Following acute and chronic CNS injury, astrocytes undergo morphological, molecular and functional changes that are collectively termed reactive astrogliosis (Escartin et al., 2021). Whether these changes, such as the formation of a glial scar, are beneficial or detrimental depends on the severity and nature of the insult (Sofroniew and Vinters, 2010). Loss of normal astrocyte functions alongside gain of toxic functions can further exacerbate pathological processes (Sofroniew and Vinters, 2010). Neurodegenerative diseases, including Alzheimer’s disease (AD), Parkinson’s disease (PD) and amyotrophic lateral sclerosis (ALS), are characterised by CNS inflammation and deteriorating cognitive and/or motor function. These symptoms arise from the steady and irreversible degeneration of neurons in the brain or spinal cord, but the astrocytic contribution to the pathological processes underlying these chronic conditions is becoming increasingly recognised (Pekny et al., 2016). Dysregulated gene expression is a well-established feature of neurodegenerative disorders and normal ageing (Cooper-Knock et al., 2012). Recent work has highlighted the contribution of microRNA (miRNA), short non-coding RNAs that fine-tune gene expression by inhibiting protein translation, to neurodegenerative and ageing processes (Danka Mohammed et al., 2017; Shaik et al., 2018; Gagliardi et al., 2019; Goh et al., 2019). This includes a nascent literature evaluating the role of astrocyte-derived miRNA.

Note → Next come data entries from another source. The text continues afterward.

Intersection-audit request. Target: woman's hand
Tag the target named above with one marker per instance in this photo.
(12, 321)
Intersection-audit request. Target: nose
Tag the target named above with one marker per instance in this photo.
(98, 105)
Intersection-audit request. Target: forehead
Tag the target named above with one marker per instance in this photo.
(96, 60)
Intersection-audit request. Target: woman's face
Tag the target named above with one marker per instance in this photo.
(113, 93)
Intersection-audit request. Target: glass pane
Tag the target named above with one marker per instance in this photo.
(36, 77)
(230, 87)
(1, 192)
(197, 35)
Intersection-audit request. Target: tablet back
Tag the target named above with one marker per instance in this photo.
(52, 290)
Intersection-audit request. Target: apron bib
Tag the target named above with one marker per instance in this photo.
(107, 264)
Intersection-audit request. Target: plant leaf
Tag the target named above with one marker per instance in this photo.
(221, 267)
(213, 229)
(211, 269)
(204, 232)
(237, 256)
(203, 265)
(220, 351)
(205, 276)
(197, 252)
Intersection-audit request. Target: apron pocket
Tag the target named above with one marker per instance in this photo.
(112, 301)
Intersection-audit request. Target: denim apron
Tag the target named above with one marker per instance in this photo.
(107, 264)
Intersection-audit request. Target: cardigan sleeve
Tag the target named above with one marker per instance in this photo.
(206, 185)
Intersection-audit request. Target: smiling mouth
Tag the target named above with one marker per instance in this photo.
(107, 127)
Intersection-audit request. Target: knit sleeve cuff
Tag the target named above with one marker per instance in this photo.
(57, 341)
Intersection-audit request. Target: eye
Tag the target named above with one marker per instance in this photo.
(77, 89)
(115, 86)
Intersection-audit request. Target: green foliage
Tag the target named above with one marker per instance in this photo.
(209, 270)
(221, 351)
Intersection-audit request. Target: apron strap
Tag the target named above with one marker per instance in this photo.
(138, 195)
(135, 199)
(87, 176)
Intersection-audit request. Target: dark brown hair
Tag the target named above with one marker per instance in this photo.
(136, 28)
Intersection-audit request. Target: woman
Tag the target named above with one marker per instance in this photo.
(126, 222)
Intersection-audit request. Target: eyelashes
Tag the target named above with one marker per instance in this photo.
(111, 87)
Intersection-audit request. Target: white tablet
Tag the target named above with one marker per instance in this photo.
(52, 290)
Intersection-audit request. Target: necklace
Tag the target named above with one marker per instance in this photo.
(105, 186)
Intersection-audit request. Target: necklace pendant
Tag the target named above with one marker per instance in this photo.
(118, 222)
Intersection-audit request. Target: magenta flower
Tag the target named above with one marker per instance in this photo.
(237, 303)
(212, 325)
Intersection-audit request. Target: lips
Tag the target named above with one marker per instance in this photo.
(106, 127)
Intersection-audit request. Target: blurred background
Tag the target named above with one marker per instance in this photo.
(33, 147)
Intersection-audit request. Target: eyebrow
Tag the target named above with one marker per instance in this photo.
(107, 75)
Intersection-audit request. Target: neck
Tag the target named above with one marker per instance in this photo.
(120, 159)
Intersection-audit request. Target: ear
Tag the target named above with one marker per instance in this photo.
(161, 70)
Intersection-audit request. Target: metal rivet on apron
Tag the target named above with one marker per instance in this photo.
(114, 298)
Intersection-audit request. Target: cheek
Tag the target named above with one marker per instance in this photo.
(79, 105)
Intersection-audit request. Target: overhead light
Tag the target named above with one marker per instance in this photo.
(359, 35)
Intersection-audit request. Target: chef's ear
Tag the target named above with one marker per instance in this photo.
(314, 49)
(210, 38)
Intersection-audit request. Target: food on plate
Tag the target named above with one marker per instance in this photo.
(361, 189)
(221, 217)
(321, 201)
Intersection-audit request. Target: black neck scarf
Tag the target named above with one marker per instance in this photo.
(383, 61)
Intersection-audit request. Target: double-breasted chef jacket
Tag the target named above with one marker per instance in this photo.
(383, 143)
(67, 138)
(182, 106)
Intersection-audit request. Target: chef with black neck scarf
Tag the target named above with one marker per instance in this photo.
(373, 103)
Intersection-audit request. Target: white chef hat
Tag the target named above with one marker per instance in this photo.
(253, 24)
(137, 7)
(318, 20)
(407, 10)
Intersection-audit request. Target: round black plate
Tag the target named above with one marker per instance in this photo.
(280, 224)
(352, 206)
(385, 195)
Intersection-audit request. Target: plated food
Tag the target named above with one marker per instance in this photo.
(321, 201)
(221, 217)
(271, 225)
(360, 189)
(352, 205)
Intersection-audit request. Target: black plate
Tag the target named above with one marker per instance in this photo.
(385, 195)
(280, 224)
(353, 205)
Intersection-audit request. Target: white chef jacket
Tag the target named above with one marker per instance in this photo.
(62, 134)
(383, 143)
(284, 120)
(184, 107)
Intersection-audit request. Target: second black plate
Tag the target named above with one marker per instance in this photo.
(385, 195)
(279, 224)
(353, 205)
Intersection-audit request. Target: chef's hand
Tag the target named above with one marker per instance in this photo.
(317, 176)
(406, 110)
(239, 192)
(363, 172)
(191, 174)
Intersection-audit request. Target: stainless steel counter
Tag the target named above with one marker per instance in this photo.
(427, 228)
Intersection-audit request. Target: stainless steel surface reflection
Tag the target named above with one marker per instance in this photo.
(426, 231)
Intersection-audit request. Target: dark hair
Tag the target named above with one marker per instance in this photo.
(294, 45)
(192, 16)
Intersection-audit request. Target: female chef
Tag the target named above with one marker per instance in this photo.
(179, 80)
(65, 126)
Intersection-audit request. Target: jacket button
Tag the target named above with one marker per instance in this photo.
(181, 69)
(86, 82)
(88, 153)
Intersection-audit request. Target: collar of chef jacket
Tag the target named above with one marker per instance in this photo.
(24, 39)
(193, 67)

Here, we review accumulating evidence implicating disrupted miRNA expression in astrocytes and ADEVs in the pathophysiology of neurodegenerative diseases, highlighting downstream targets of the perturbed miRNA and the biological pathways affected. We build on recent reviews (Neal and Richardson, 2018; Bai et al., 2021) by considering alterations to astrocytic miRNA expression in ADEVs and that arising from ageing and inflammatory processes. It is important to note that studies utilising astrocytoma or glioblastoma cells to represent astrocytes were not included due to the well-documented differences in miRNA expression between primary astrocytes and cultures derived from astrocytoma cell lines (Lee et al., 2013; Zhou et al., 2017).

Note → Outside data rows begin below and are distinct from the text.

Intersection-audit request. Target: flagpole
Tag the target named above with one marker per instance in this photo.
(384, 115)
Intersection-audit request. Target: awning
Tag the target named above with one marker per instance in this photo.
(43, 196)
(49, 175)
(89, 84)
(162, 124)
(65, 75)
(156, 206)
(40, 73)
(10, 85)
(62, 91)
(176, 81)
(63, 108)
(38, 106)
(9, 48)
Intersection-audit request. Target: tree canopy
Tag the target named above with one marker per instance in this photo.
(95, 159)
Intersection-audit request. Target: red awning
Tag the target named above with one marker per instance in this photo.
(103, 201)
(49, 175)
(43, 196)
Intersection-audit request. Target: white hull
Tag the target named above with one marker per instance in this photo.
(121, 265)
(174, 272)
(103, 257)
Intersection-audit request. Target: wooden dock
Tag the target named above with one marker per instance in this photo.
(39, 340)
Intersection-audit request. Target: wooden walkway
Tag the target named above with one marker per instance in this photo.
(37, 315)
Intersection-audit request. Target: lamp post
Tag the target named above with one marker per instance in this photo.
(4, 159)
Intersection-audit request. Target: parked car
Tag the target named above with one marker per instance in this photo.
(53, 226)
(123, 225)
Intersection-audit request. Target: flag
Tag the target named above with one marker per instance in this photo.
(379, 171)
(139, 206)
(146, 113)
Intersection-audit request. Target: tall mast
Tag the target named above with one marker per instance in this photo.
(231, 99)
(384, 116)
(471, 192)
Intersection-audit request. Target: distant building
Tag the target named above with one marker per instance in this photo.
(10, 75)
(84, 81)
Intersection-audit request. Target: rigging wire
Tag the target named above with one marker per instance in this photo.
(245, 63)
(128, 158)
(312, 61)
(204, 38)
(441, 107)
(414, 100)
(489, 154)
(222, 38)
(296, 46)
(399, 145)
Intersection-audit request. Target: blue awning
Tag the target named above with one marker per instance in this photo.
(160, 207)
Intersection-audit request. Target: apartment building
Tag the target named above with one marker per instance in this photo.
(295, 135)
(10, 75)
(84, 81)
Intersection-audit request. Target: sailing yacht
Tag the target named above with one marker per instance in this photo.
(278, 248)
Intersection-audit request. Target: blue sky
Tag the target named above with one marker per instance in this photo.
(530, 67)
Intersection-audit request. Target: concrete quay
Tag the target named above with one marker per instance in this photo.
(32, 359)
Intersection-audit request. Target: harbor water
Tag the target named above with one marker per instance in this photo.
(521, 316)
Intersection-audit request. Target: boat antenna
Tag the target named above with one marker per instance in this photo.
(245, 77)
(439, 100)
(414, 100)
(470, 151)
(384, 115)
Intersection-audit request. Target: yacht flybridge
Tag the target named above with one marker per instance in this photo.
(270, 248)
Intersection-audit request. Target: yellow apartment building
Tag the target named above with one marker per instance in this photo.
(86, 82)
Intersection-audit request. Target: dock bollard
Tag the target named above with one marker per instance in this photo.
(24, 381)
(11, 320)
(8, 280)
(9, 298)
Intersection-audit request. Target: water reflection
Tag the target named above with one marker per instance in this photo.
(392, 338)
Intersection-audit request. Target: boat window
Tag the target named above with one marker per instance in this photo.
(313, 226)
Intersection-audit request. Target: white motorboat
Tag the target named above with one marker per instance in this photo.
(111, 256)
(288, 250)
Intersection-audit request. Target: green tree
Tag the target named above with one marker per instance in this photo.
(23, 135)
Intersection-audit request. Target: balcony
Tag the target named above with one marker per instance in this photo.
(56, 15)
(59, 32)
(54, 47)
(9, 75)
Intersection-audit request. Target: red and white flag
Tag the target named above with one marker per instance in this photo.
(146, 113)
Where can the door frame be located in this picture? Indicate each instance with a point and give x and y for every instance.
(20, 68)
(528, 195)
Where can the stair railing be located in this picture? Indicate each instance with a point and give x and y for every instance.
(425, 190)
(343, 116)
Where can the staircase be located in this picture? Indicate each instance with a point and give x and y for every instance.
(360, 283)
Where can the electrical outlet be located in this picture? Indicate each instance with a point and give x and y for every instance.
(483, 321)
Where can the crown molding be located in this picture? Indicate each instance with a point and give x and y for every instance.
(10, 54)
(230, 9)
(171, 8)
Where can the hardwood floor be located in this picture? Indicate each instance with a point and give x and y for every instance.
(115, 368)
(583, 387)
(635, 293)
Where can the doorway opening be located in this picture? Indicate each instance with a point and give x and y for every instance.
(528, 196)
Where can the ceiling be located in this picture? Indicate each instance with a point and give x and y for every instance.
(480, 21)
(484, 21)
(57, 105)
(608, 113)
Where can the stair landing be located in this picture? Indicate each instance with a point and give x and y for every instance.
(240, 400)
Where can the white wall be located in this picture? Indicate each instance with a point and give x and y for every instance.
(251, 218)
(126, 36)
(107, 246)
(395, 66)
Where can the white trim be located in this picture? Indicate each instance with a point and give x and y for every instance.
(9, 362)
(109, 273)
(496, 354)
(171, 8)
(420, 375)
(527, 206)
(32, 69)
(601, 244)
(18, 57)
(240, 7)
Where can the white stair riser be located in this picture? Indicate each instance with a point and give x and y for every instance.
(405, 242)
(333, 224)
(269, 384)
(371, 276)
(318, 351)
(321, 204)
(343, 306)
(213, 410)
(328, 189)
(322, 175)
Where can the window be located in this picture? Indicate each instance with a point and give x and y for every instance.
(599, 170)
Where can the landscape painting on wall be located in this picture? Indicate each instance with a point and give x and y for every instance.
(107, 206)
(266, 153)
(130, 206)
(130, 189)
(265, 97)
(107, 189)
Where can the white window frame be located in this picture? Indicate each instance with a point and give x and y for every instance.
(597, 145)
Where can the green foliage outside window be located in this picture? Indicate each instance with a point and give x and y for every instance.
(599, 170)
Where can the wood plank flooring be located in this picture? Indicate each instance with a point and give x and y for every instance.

MicroRNA Function and Regulation

Gene silencing is initiated following the interaction of a seed sequence (nucleotides 2–8) at the 5′ end of a mature miRNA with a perfectly complementary sequence in the 3′-untranslated region of a target mRNA (Chipman and Pasquinelli, 2019). The subsequent displacement of translation initiation complexes from the mRNA or recruitment of mRNA-degrading protein complexes ultimately results in reduced expression of the target protein (Iwakawa and Tomari, 2015). As most mammalian miRNAs are only partially complementary to their targets beyond the seed sequence, one miRNA can regulate numerous compatible mRNAs. Furthermore, one mRNA can be targeted by multiple miRNAs. Fascinatingly, both mature miRNA and precursor miRNA have been identified within EVs (Chen et al., 2010). Thus, perturbed miRNA expression is likely to have numerous downstream consequences.

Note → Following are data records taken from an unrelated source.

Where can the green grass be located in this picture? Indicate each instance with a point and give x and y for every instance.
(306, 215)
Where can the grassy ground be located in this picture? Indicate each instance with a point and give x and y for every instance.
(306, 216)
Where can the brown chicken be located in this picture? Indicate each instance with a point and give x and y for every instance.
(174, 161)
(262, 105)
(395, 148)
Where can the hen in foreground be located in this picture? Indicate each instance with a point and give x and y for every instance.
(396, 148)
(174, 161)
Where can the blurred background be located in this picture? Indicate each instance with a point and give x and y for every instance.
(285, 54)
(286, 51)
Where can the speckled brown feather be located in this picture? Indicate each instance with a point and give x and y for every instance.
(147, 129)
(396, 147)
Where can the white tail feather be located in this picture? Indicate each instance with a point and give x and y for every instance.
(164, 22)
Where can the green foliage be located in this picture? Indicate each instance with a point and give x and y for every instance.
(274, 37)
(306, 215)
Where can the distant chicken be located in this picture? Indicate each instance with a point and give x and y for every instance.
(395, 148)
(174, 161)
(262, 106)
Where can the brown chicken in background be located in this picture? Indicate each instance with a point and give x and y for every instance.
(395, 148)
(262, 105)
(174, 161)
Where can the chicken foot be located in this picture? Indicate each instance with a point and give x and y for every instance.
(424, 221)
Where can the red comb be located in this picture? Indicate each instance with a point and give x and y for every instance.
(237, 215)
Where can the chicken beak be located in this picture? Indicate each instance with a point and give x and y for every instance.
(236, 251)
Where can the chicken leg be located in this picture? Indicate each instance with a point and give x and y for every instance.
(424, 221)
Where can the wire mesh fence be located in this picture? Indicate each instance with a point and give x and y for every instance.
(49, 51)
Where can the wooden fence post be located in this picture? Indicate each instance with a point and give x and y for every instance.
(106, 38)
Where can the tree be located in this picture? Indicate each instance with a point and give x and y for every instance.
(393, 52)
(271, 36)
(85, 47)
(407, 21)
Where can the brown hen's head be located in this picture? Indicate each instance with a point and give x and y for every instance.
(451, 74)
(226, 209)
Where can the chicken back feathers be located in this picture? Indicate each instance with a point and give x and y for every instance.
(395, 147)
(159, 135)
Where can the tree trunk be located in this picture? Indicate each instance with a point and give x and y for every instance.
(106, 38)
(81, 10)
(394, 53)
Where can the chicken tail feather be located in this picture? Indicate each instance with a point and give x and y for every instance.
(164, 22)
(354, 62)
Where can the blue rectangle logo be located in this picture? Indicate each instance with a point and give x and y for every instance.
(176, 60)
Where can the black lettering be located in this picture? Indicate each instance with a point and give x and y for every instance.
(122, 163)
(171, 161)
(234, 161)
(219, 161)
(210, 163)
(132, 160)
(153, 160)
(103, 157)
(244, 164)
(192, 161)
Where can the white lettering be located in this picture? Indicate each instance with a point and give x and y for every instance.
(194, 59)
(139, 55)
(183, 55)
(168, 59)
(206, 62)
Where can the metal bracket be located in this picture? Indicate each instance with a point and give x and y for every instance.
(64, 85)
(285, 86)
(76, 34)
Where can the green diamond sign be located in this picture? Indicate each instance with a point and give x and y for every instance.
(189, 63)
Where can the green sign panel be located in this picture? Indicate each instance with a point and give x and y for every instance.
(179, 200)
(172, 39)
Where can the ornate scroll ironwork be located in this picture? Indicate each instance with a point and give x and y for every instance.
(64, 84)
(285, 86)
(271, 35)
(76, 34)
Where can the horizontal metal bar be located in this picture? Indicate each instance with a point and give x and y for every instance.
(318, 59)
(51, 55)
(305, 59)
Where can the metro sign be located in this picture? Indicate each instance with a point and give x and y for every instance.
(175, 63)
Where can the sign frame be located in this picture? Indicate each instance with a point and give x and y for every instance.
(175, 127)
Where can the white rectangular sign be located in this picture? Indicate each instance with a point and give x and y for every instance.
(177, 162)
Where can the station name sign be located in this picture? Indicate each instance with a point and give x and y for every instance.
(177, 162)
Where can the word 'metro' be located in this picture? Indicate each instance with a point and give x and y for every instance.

Complex biogenesis paired with numerous transcriptional and post-transcriptional regulatory mechanisms provides multiple opportunities to regulate miRNA expression. Access of RNA polymerase II or transcriptional regulators to the genes encoding miRNA can be facilitated or restricted by epigenetic modifications, such as DNA methylation or chromatin remodelling and the binding of transcription factors (TFs) to miRNA promotor regions (Morales et al., 2017), leading to altered amounts of miRNA transcripts within cells. Notably, all of these mechanisms have been associated with various neurodegenerative conditions (Kwon et al., 2016; Berson et al., 2018). Furthermore, miRNA can regulate their own expression via positive and negative feedback loops (Zuo et al., 2016; Inukai et al., 2018; Ferro et al., 2019).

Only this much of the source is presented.